Heel interessant vind ik ook de discussie met Hendrik de Vries. Die laatste wond zich op over een bespreking van Mulisch over Van de afgrond en de luchtmens van Lucebert. Mulisch had geschreven:
Is het onbegrijpelijk? Het is te verstaan.Wie een vers van zeg Bloem aanvaardt wegens zijn ‘begrijpelijkheid’, die heeft een fundamenteel verkeerde instelling tegenover de poëzie. Bloems verzen zijn poëzie ondanks hun ‘begrijpelijkheid’. Met begrijpelijkheid heeft poëzie niets te maken, met verstaanbaarheid alles.
De Vries wijst er onder andere op dat de laatste twee zinnen met elkaar in tegenspraak zijn. Als Bloems werk poëzie is ondanks de begrijpelijkheid, is er dus wel degelijk een relatie tussen begrijpelijkheid en poëzie (zij het een negatieve). Maar dan kun je dus zeggen dat poëzie niets te maken heeft met begrijpelijkheid. De Vries voert bovendien, op zich zinnige argumenten, in tegen het idee dat je van een gedicht niets hoeft te ‘begrijpen’ om het toch te verstaan. In de door Mulisch bewonderde verzen van Lucebert (‘zo’n zacht spel is de regen / dat vruchten van verlangen vallen / en handen gaan open een kruis / is gekust en een mes en de dorst / met de donkerste vlammen gelest’) kom je niet ver als je niet op zijn minst weet wat spel is of regen, vruchten en verlangen). Zeggen dat het anders is, is beweren dat er geen verschil is tussen dichten en spreken in tongen.
Arrogant
Mulisch’ antwoord is ook weer karakteristiek:
Waar De Vr. met het schoolkrijtje een ’tegenspraak’ kan aanwijzen, ligt een stijlkwestie, d.w.z. een karakterkwestie. Met de tweede bewering ging ik eenvoudig een stap verder dan met de eerste. Als dit een tegenspraak is, dan is mijn hele werk (en dat der mijne) één aaneenschakeling van tegenspraken. Mijn proza is geen grafsteen, die ik achteraf op mijn gedachten zet, maar veel eer mijn denken zèlf.

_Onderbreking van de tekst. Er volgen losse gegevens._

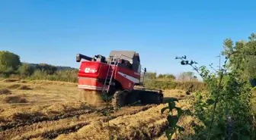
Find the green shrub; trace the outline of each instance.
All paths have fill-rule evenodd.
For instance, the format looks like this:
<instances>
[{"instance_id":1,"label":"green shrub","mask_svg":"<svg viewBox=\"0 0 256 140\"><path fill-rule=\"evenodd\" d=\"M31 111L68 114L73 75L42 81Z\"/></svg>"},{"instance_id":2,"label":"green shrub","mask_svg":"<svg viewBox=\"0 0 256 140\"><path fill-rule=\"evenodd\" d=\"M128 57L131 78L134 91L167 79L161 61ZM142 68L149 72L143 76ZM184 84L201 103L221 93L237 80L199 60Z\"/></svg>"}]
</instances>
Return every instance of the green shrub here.
<instances>
[{"instance_id":1,"label":"green shrub","mask_svg":"<svg viewBox=\"0 0 256 140\"><path fill-rule=\"evenodd\" d=\"M201 82L176 82L176 81L158 81L147 80L145 86L150 89L183 89L190 92L203 92L207 90L206 85Z\"/></svg>"}]
</instances>

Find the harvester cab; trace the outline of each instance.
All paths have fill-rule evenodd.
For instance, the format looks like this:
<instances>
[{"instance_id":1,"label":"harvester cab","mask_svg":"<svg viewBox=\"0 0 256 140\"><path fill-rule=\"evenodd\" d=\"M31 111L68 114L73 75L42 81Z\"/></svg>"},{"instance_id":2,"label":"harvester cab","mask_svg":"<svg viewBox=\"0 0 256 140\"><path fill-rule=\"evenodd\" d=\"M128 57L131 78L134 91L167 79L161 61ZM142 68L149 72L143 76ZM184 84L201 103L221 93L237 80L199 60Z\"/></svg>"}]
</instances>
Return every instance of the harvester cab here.
<instances>
[{"instance_id":1,"label":"harvester cab","mask_svg":"<svg viewBox=\"0 0 256 140\"><path fill-rule=\"evenodd\" d=\"M82 61L82 59L86 61ZM146 89L143 86L146 69L142 69L139 53L133 51L112 51L105 58L101 54L93 58L76 55L81 62L78 74L78 88L94 91L94 94L107 94L112 97L114 106L124 106L140 101L142 104L160 104L162 90ZM92 97L88 100L93 100ZM87 101L88 101L87 100Z\"/></svg>"}]
</instances>

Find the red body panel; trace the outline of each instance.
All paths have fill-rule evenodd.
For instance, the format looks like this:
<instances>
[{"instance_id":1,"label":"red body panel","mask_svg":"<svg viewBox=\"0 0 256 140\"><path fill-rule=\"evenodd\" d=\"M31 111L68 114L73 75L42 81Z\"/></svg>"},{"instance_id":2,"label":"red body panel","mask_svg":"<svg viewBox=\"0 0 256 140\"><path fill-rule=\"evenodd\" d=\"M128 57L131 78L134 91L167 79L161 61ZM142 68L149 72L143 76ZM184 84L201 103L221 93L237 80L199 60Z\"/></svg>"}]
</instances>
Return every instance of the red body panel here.
<instances>
[{"instance_id":1,"label":"red body panel","mask_svg":"<svg viewBox=\"0 0 256 140\"><path fill-rule=\"evenodd\" d=\"M98 61L82 61L78 76L78 88L89 90L102 90L109 65ZM139 82L140 73L123 67L112 67L113 77L123 89L132 90L135 83Z\"/></svg>"}]
</instances>

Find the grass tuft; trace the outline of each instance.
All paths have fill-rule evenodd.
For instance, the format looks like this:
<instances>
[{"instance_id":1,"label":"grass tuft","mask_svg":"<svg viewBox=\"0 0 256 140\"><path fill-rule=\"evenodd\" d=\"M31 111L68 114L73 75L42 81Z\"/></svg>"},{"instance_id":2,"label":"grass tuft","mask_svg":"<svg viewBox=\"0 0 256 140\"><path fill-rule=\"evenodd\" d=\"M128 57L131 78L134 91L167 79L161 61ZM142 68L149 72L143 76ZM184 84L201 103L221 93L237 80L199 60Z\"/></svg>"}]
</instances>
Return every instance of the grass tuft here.
<instances>
[{"instance_id":1,"label":"grass tuft","mask_svg":"<svg viewBox=\"0 0 256 140\"><path fill-rule=\"evenodd\" d=\"M7 96L3 98L3 102L8 104L27 103L27 100L20 96Z\"/></svg>"},{"instance_id":2,"label":"grass tuft","mask_svg":"<svg viewBox=\"0 0 256 140\"><path fill-rule=\"evenodd\" d=\"M0 89L0 95L11 95L11 92L8 89Z\"/></svg>"},{"instance_id":3,"label":"grass tuft","mask_svg":"<svg viewBox=\"0 0 256 140\"><path fill-rule=\"evenodd\" d=\"M14 82L17 81L20 81L18 79L5 79L3 80L5 82Z\"/></svg>"}]
</instances>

Mulisch klaagt daarbij ook voortdurend dat De Vries zijn onderscheid tussen begrijpen en verstaan niet wil aanvaarden, zonder dat hij daarbij ooit de moeite neemt om die begrippen dan ook te verhelderen. De lezer moet Mulisch maar heel precies volgen in wat hij bedoelt, ook als hij zichzelf voortdurend tegenspreekt, want dat is nu eenmaal zijn denken.
Vreselijk arrogant en heel interessant – Mulisch was ook als recensent onherroepelijk Mulisch.